Numa publicação no X na terça-feira, a flotilha disse que pela segunda vez em três semanas o exército israelita, que se declara “o exército mais moral”, raptou os seus companheiros em águas internacionais.
Acrescentou que “em protesto contra o seu sequestro ilegal e em solidariedade para com os mais de 9500 reféns palestinianos mantidos nas masmorras israelitas, pelo menos 87 participantes da flotilha comprometeram-se com uma greve de fome até serem libertados.”
A flotilha pediu a libertação de todos os detidos pelas autoridades israelitas e instou os governos a condenarem o “ato de pirataria”.
Também pediu o levantamento do bloqueio a Gaza e a libertação de todos os sequestrados da flotilha, assim como de todos os prisioneiros palestinianos.
A Flotilha Global Sumud disse na terça-feira que todas as 50 embarcações da coluna de ajuda foram apreendidas por Israel.
Juntas, elas transportavam 428 pessoas de 44 países, incluindo 78 cidadãos turcos.

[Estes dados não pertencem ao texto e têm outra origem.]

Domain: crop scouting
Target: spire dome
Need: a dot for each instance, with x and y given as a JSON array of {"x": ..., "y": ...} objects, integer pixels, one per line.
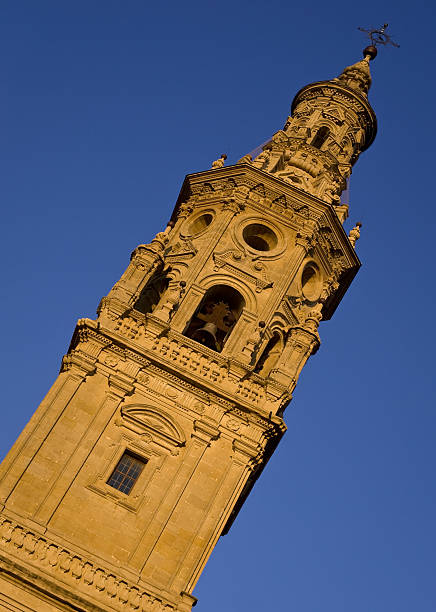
[
  {"x": 358, "y": 75},
  {"x": 331, "y": 124}
]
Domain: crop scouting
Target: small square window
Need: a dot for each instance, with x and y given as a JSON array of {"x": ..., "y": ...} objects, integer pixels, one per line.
[{"x": 126, "y": 473}]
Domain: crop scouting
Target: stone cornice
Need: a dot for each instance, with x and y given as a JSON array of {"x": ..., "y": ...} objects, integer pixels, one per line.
[{"x": 54, "y": 568}]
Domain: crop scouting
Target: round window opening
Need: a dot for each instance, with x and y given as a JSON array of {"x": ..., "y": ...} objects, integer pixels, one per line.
[
  {"x": 311, "y": 282},
  {"x": 200, "y": 223},
  {"x": 259, "y": 237}
]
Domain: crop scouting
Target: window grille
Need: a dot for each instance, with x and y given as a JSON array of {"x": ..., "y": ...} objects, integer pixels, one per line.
[{"x": 126, "y": 473}]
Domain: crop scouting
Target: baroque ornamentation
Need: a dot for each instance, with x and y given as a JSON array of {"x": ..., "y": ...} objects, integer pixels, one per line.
[{"x": 87, "y": 577}]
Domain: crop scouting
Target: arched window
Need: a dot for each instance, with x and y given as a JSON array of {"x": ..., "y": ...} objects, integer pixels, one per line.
[
  {"x": 320, "y": 137},
  {"x": 152, "y": 293},
  {"x": 216, "y": 316},
  {"x": 270, "y": 355}
]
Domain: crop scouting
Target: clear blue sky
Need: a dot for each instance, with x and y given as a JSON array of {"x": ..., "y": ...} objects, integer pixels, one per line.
[{"x": 105, "y": 107}]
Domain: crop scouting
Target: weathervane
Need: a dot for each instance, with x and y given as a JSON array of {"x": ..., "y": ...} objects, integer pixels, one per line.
[{"x": 379, "y": 37}]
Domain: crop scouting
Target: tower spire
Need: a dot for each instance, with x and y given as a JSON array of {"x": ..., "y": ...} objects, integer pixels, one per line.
[{"x": 331, "y": 123}]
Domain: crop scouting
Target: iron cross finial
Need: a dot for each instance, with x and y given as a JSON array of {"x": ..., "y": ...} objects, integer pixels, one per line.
[{"x": 379, "y": 36}]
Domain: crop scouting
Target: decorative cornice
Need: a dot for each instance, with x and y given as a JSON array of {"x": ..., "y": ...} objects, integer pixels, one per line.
[{"x": 83, "y": 576}]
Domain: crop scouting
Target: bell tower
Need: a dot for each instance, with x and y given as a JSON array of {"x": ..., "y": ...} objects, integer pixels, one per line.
[{"x": 169, "y": 404}]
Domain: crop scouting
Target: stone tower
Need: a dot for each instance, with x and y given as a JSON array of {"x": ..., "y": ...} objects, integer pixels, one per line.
[{"x": 168, "y": 405}]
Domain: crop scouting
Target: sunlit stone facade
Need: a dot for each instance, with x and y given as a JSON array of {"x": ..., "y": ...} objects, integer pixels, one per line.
[{"x": 170, "y": 403}]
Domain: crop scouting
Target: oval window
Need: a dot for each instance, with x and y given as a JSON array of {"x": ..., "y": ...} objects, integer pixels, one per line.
[
  {"x": 259, "y": 237},
  {"x": 200, "y": 223}
]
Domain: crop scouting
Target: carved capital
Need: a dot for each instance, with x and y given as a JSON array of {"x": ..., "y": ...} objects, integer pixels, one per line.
[{"x": 245, "y": 453}]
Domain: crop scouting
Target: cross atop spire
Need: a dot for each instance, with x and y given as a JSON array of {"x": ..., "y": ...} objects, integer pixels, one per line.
[{"x": 379, "y": 36}]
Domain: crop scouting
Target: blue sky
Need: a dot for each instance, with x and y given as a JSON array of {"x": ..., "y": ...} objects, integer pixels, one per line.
[{"x": 105, "y": 106}]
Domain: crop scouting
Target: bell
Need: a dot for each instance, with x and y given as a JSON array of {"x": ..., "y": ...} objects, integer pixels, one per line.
[{"x": 206, "y": 336}]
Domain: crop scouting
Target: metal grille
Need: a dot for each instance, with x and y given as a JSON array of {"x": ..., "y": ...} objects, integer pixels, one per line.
[{"x": 126, "y": 473}]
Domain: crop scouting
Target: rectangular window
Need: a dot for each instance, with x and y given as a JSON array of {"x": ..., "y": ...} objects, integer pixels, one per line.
[{"x": 126, "y": 473}]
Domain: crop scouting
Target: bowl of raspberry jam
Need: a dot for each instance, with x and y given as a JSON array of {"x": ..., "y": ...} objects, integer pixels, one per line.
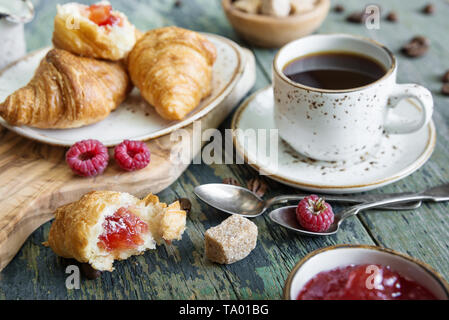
[{"x": 359, "y": 272}]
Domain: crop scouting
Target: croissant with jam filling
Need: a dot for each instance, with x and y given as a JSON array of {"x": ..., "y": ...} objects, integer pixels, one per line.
[
  {"x": 94, "y": 31},
  {"x": 104, "y": 226}
]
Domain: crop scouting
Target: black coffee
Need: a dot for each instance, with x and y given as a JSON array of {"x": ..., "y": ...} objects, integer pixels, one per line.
[{"x": 334, "y": 70}]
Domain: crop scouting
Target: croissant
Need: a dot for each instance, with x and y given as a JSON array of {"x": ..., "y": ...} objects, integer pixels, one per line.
[
  {"x": 172, "y": 67},
  {"x": 67, "y": 91},
  {"x": 104, "y": 226},
  {"x": 94, "y": 31}
]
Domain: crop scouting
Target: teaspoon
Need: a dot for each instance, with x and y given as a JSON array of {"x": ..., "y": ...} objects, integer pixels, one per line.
[
  {"x": 237, "y": 200},
  {"x": 286, "y": 216}
]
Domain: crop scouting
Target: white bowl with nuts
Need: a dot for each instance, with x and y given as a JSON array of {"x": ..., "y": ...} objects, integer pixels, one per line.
[{"x": 273, "y": 23}]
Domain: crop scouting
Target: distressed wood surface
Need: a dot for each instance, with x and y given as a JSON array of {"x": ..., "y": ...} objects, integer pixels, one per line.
[{"x": 181, "y": 271}]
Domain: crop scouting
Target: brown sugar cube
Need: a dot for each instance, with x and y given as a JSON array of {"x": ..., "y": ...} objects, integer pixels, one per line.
[{"x": 231, "y": 241}]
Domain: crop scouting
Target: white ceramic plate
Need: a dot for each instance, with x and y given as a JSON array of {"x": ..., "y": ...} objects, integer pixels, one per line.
[
  {"x": 399, "y": 156},
  {"x": 135, "y": 119}
]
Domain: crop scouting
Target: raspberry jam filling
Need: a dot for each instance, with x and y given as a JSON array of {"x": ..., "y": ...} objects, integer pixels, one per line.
[
  {"x": 122, "y": 230},
  {"x": 363, "y": 282},
  {"x": 101, "y": 14}
]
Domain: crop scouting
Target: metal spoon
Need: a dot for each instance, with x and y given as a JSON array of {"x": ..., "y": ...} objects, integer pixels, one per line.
[
  {"x": 286, "y": 216},
  {"x": 238, "y": 200}
]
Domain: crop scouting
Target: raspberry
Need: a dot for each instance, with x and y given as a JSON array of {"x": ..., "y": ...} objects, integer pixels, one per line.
[
  {"x": 314, "y": 214},
  {"x": 87, "y": 158},
  {"x": 132, "y": 155}
]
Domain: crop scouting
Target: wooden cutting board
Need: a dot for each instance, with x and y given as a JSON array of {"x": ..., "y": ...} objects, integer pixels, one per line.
[{"x": 35, "y": 180}]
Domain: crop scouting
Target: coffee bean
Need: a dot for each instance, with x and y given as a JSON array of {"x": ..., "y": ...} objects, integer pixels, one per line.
[
  {"x": 445, "y": 89},
  {"x": 392, "y": 16},
  {"x": 339, "y": 8},
  {"x": 356, "y": 17},
  {"x": 446, "y": 77},
  {"x": 185, "y": 204},
  {"x": 416, "y": 47},
  {"x": 65, "y": 262},
  {"x": 231, "y": 181},
  {"x": 89, "y": 272},
  {"x": 258, "y": 186},
  {"x": 429, "y": 9}
]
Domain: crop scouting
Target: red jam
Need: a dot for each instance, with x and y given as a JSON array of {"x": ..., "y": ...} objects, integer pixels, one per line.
[
  {"x": 102, "y": 15},
  {"x": 122, "y": 230},
  {"x": 363, "y": 282}
]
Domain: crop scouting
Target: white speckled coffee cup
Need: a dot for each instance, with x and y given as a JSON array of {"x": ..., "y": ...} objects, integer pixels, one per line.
[{"x": 335, "y": 125}]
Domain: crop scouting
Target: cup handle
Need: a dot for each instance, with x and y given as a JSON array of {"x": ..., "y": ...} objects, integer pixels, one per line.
[{"x": 404, "y": 91}]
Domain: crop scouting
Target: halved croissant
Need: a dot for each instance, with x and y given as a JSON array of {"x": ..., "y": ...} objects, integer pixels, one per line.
[
  {"x": 172, "y": 67},
  {"x": 83, "y": 229},
  {"x": 67, "y": 91}
]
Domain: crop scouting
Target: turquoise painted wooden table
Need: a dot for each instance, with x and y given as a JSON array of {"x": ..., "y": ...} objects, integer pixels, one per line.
[{"x": 181, "y": 271}]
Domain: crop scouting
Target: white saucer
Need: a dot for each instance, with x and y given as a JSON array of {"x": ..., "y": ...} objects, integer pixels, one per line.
[
  {"x": 134, "y": 119},
  {"x": 398, "y": 157}
]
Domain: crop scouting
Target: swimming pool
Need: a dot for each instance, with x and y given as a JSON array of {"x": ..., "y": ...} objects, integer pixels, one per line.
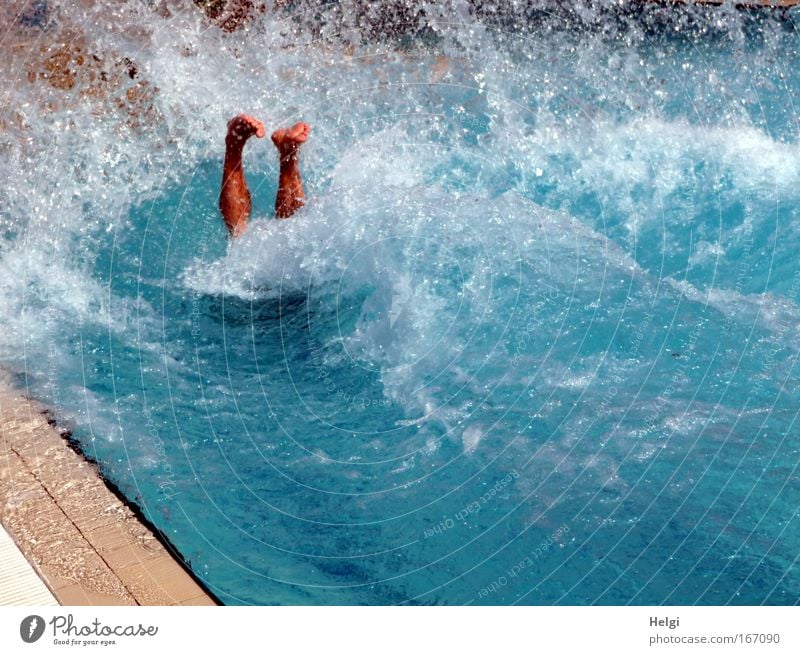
[{"x": 532, "y": 340}]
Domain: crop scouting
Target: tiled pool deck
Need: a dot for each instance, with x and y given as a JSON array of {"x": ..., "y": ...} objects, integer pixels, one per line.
[{"x": 87, "y": 546}]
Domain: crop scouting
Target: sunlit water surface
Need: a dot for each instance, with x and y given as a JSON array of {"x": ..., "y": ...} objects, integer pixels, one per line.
[{"x": 532, "y": 340}]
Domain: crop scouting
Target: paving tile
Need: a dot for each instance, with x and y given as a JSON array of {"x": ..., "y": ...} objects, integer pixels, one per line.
[{"x": 160, "y": 581}]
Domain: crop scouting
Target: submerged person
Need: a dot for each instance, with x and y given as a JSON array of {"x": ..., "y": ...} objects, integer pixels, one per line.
[{"x": 234, "y": 199}]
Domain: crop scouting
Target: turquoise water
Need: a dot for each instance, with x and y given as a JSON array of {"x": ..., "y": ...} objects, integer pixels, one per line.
[{"x": 532, "y": 340}]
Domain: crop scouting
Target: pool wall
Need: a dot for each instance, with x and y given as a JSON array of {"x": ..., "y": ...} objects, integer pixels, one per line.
[{"x": 87, "y": 544}]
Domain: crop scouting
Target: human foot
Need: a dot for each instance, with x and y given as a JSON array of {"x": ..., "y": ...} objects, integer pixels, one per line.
[
  {"x": 242, "y": 127},
  {"x": 289, "y": 139}
]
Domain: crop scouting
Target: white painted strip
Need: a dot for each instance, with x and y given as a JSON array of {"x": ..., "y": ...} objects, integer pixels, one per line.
[{"x": 19, "y": 583}]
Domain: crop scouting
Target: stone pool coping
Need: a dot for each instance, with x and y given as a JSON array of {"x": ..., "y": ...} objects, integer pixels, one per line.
[{"x": 87, "y": 544}]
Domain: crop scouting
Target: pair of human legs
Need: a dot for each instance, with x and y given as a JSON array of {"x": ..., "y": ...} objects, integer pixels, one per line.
[{"x": 234, "y": 199}]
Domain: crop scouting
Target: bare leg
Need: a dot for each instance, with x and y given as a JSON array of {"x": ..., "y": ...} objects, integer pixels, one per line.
[
  {"x": 234, "y": 199},
  {"x": 290, "y": 184}
]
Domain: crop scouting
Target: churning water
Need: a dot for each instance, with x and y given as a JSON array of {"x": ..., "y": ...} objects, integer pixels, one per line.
[{"x": 532, "y": 340}]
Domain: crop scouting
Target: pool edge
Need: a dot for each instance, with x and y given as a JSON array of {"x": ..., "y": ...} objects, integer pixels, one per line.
[{"x": 88, "y": 543}]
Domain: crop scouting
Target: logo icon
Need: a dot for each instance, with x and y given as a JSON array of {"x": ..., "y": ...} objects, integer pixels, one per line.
[{"x": 31, "y": 628}]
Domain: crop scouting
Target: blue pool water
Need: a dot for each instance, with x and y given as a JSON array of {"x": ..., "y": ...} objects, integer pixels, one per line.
[{"x": 532, "y": 340}]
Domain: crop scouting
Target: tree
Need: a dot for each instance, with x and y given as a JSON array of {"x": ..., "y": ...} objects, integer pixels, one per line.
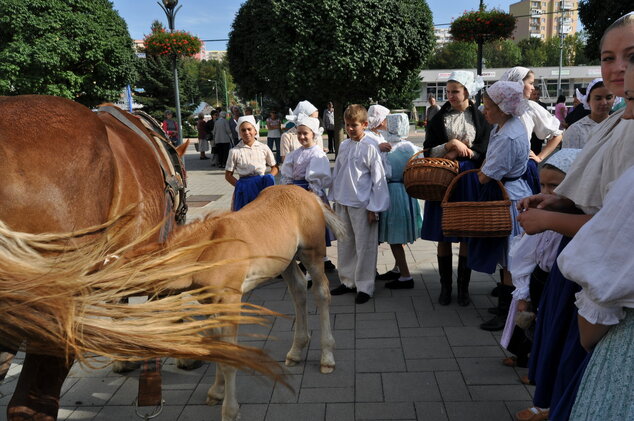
[
  {"x": 328, "y": 49},
  {"x": 596, "y": 16},
  {"x": 455, "y": 55},
  {"x": 77, "y": 49},
  {"x": 533, "y": 52}
]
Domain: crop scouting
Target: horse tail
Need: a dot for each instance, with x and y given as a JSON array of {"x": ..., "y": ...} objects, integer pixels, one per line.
[{"x": 333, "y": 222}]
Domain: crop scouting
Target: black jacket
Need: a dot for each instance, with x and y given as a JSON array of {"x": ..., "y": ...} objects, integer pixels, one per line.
[{"x": 437, "y": 135}]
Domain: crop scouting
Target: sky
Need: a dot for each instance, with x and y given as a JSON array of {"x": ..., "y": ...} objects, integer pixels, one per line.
[{"x": 211, "y": 19}]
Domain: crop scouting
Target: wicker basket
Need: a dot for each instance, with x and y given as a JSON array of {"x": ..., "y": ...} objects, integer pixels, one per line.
[
  {"x": 476, "y": 219},
  {"x": 428, "y": 178}
]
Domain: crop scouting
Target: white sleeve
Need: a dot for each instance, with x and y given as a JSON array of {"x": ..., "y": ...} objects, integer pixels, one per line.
[
  {"x": 546, "y": 124},
  {"x": 522, "y": 263},
  {"x": 318, "y": 175}
]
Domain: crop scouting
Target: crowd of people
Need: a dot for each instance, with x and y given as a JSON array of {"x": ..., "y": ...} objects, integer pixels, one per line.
[{"x": 566, "y": 290}]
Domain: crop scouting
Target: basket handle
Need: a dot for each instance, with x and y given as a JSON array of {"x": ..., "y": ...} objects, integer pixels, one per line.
[{"x": 451, "y": 186}]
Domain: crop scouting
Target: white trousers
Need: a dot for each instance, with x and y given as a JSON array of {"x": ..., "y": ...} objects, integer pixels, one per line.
[{"x": 357, "y": 253}]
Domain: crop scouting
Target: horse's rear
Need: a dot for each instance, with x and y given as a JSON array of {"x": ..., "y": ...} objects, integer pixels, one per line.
[{"x": 66, "y": 168}]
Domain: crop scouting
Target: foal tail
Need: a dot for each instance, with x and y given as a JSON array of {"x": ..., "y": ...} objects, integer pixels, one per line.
[{"x": 333, "y": 222}]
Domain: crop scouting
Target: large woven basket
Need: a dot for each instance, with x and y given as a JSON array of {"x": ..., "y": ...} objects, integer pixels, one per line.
[
  {"x": 476, "y": 219},
  {"x": 428, "y": 178}
]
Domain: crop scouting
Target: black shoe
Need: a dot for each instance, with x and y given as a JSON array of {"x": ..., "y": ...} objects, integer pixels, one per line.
[
  {"x": 342, "y": 289},
  {"x": 495, "y": 324},
  {"x": 362, "y": 298},
  {"x": 409, "y": 284},
  {"x": 329, "y": 266},
  {"x": 388, "y": 276}
]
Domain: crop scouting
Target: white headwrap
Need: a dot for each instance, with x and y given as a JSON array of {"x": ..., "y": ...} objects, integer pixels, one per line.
[
  {"x": 515, "y": 74},
  {"x": 563, "y": 159},
  {"x": 247, "y": 119},
  {"x": 303, "y": 107},
  {"x": 376, "y": 114},
  {"x": 471, "y": 82},
  {"x": 584, "y": 98},
  {"x": 509, "y": 96},
  {"x": 397, "y": 127},
  {"x": 311, "y": 122}
]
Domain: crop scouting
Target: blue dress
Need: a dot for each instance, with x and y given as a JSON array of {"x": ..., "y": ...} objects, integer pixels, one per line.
[
  {"x": 402, "y": 222},
  {"x": 506, "y": 160}
]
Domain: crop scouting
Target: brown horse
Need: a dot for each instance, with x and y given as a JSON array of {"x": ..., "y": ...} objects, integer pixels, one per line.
[
  {"x": 67, "y": 168},
  {"x": 259, "y": 242}
]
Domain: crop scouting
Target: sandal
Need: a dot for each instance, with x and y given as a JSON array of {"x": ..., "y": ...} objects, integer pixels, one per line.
[{"x": 532, "y": 414}]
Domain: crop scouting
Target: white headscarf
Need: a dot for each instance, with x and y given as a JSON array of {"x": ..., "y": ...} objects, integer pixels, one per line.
[
  {"x": 376, "y": 114},
  {"x": 311, "y": 122},
  {"x": 563, "y": 159},
  {"x": 584, "y": 98},
  {"x": 470, "y": 81},
  {"x": 247, "y": 119},
  {"x": 515, "y": 74},
  {"x": 303, "y": 107},
  {"x": 397, "y": 127},
  {"x": 509, "y": 96}
]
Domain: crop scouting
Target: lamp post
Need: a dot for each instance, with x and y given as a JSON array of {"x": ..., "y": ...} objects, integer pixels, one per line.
[{"x": 170, "y": 9}]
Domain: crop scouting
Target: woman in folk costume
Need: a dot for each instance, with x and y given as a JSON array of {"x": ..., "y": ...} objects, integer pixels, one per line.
[
  {"x": 598, "y": 100},
  {"x": 458, "y": 131},
  {"x": 537, "y": 121},
  {"x": 249, "y": 159},
  {"x": 557, "y": 357},
  {"x": 402, "y": 222}
]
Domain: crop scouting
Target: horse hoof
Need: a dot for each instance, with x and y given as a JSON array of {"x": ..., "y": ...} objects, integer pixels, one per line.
[
  {"x": 327, "y": 369},
  {"x": 188, "y": 364},
  {"x": 122, "y": 367}
]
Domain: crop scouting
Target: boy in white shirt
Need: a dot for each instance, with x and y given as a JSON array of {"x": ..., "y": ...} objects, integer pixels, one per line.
[{"x": 360, "y": 192}]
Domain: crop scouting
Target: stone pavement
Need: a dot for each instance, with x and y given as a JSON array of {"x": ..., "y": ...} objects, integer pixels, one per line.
[{"x": 400, "y": 356}]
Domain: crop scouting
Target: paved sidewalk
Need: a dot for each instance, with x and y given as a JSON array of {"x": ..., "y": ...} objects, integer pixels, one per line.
[{"x": 400, "y": 356}]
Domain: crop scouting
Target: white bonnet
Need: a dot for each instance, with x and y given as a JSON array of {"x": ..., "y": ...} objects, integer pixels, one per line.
[
  {"x": 509, "y": 96},
  {"x": 584, "y": 98},
  {"x": 303, "y": 107},
  {"x": 376, "y": 114},
  {"x": 471, "y": 82},
  {"x": 515, "y": 74},
  {"x": 247, "y": 119},
  {"x": 311, "y": 122},
  {"x": 397, "y": 127},
  {"x": 563, "y": 159}
]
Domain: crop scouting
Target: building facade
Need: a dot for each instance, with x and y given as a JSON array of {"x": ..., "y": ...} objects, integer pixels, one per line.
[{"x": 544, "y": 19}]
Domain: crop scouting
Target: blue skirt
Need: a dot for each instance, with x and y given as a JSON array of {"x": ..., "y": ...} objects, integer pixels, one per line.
[
  {"x": 465, "y": 191},
  {"x": 556, "y": 354},
  {"x": 248, "y": 188}
]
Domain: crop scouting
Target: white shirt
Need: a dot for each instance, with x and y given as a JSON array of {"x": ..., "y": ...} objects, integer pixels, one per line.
[
  {"x": 251, "y": 160},
  {"x": 576, "y": 136},
  {"x": 599, "y": 257},
  {"x": 539, "y": 121},
  {"x": 358, "y": 178},
  {"x": 310, "y": 164}
]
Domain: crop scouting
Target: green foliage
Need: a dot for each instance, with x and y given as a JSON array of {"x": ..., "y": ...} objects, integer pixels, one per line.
[
  {"x": 77, "y": 49},
  {"x": 483, "y": 25},
  {"x": 328, "y": 49},
  {"x": 596, "y": 16},
  {"x": 455, "y": 55},
  {"x": 533, "y": 52},
  {"x": 502, "y": 53}
]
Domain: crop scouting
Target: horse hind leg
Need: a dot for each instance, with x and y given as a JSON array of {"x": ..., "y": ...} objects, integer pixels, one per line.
[
  {"x": 297, "y": 286},
  {"x": 321, "y": 291}
]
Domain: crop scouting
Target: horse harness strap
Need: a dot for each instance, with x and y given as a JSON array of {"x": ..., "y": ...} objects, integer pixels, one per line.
[{"x": 167, "y": 157}]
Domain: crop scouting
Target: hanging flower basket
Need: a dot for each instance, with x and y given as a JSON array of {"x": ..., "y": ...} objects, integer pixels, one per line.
[
  {"x": 487, "y": 25},
  {"x": 177, "y": 43}
]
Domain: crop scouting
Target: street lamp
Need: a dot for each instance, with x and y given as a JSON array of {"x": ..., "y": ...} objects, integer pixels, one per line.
[{"x": 170, "y": 9}]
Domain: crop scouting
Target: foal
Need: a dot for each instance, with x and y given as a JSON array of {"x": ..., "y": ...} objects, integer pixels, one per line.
[{"x": 264, "y": 239}]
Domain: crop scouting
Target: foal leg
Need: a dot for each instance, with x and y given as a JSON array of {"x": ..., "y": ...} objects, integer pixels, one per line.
[
  {"x": 297, "y": 286},
  {"x": 321, "y": 293}
]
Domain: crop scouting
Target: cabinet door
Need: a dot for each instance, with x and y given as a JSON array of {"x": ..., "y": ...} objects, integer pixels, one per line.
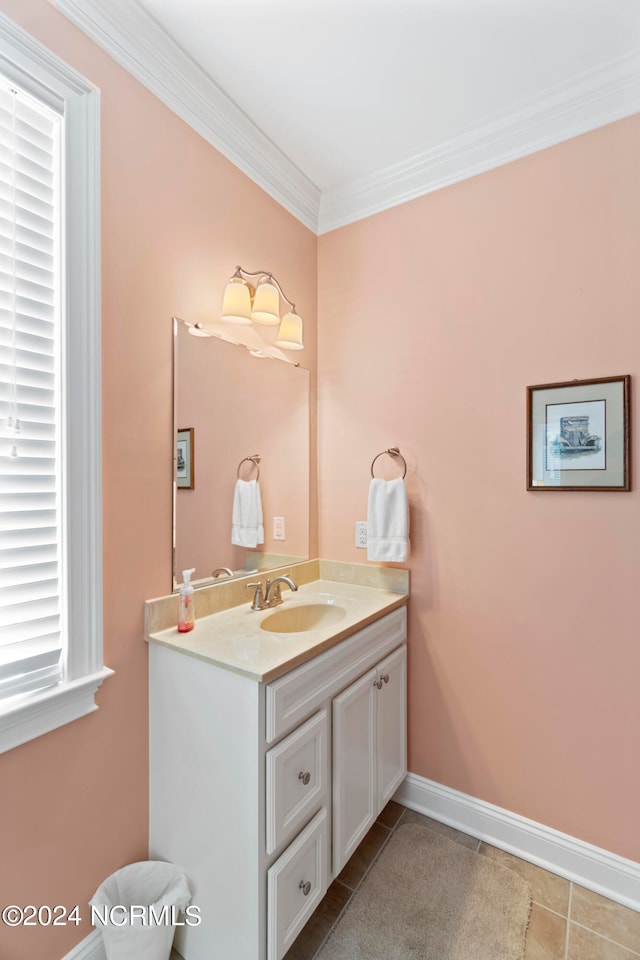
[
  {"x": 296, "y": 781},
  {"x": 391, "y": 702},
  {"x": 354, "y": 766}
]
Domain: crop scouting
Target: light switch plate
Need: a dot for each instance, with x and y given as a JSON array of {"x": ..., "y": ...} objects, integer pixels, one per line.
[{"x": 361, "y": 533}]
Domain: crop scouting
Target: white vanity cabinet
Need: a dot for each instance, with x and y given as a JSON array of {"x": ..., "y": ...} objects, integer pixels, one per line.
[
  {"x": 250, "y": 780},
  {"x": 369, "y": 751}
]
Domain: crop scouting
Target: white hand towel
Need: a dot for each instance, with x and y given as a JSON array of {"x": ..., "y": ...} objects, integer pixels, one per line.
[
  {"x": 388, "y": 521},
  {"x": 246, "y": 518}
]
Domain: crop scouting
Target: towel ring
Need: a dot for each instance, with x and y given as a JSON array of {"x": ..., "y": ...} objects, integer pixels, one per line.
[
  {"x": 393, "y": 452},
  {"x": 255, "y": 460}
]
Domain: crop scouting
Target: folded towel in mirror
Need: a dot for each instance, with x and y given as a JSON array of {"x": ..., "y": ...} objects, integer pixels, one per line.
[{"x": 246, "y": 519}]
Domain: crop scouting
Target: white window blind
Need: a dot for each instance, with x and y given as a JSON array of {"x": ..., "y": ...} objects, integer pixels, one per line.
[{"x": 31, "y": 540}]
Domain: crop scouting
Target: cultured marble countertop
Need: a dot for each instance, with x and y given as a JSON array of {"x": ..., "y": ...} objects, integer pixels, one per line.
[{"x": 234, "y": 640}]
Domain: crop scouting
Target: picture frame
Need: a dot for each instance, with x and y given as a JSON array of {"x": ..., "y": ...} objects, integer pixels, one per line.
[
  {"x": 578, "y": 435},
  {"x": 185, "y": 459}
]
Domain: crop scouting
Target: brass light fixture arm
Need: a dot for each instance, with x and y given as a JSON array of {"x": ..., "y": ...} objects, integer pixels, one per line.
[{"x": 242, "y": 274}]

O Ministério dos Negócios Estrangeiros de Israel disse numa publicação no X que todos os ativistas foram transferidos para embarcações israelitas e estão a caminho de Israel, onde poderão ver os seus representantes consulares.
A flotilha partiu na quinta-feira do distrito turco de Marmaris numa nova tentativa de quebrar o bloqueio israelita ilegal imposto a Gaza desde 2007.
Este não foi o primeiro incidente a envolver a flotilha. No final de abril, o exército israelita atacou barcos da flotilha em águas internacionais ao largo da ilha grega de Creta. O grupo incluía 345 participantes de 39 países, incluindo cidadãos turcos.
Israel impôs um bloqueio sufocante à Faixa de Gaza desde 2007, deixando os 2,4 milhões de habitantes do território à fome.
O exército israelita lançou a sua guerra genocida em Gaza em outubro de 2023, matando mais de 72 000 pessoas, ferindo mais de 172 000 e causando destruição maciça em todo o território sitiado.